Improving Output Iterators

on under c++
18 minute read

Let’s say we had a range, represented by a pair of pointers, that we wanted to copy into another pointer. We might write that like so:

template <typename T, typename U>
void copy(T* first, T* last, U* out) {
    for (; first != last; ++first) {
        *out++ = *first;
    }
}

For trivially copyable types, this could be improved to memcpy, and maybe you might want to partially unroll this loop since we know how many iterations we have to do – but let’s ignore those kinds of details.

We can generalize this to an arbitrary input range and an arbitrary output iterator by simply changing the types:

template <typename InputIt, typename OutputIt>
void copy(InputIt first, InputIt last, OutputIt out) {
    for (; first != last; ++first) {
        *out++ = *first;
    }
}

This is where the C++ iterator model came from: by generalizing from pointers. Consequently, we end up with the same syntax. We say that out is an output iterator for T if you can do this:

*out++ = t;

The advantage of this approach is that this operation just works if you have a forward iterator with a suitably mutable reference type. int*, list<int>::iterator, etc, are all output iterators. And that is quite a big advantage.

The disadvantage of this approach is what happens when you want to write an output iterator that is not actually an input iterator - one specifically dedicated to being an output iterator. How do you implement such a thing? For input iterators, you already have to write an operator* and an operator++ (and the underlying type probably already has an operator=), but in the output case we don’t actually have three different operations that we’re trying to implement. It’s more like we’re trying to implement an operator*++=. Which, of course, is not a thing.
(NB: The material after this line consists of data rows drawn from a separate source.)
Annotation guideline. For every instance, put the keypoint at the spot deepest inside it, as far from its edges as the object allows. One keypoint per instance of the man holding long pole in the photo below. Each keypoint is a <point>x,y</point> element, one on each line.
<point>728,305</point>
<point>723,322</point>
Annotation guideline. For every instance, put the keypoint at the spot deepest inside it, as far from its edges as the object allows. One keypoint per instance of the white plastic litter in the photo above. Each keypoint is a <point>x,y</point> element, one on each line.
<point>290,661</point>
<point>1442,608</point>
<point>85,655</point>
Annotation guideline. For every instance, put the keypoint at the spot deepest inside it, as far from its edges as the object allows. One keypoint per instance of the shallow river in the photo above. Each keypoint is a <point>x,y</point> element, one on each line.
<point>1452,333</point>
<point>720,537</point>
For an example of what I mean, let’s take a look at std::back_insert_iterator. This is probably the output-only iterator that people are most familiar with. For example:

int arr[] = {1, 2, 3, 4, 5};
vector<int> vec;
copy(begin(arr), end(arr), back_inserter(vec));

The goal here is to put all the elements in arr into the end of vec. We can’t just use vec.begin() here - that would be syntactically valid (vector<int>::iterator is a valid output iterator), but vec is empty so we can’t just write five elements into nothing. We need to vec.push_back(i) for each element. And that’s what back_inserter does for us: it constructs an output iterator that invokes push_back.

How do we do that?

Well, we need *out++ = t; to invoke vec.push_back(t). But in order to do that, we need to provide an operator* that returns something whose assignment invokes push_back, and we need an operator++ (both of them) that do… something. Incrementing doesn’t make any sense in this context. Nor does dereference for that matter. So one approach would be:

template <typename C>
class back_inserter {
    C* cont_;

public:
    back_inserter(C& c) : cont_(&c) { }

    // these do nothing
    auto operator*() -> back_inserter& { return *this; }
    auto operator++() -> back_inserter& { return *this; }
    auto operator++(int) -> back_inserter { return *this; }

    // this one does something
    auto operator=(typename C::value_type const& val)
        -> back_inserter&
    {
        cont_->push_back(val);
        return *this;
    }
};

This… works. We have an output iterator, it solves the problem.

But it’s fairly awkward. There’s boilerplate and then there’s… writing three functions that do literally nothing just to satisfy an API. It feels wrong, like there’s something missing.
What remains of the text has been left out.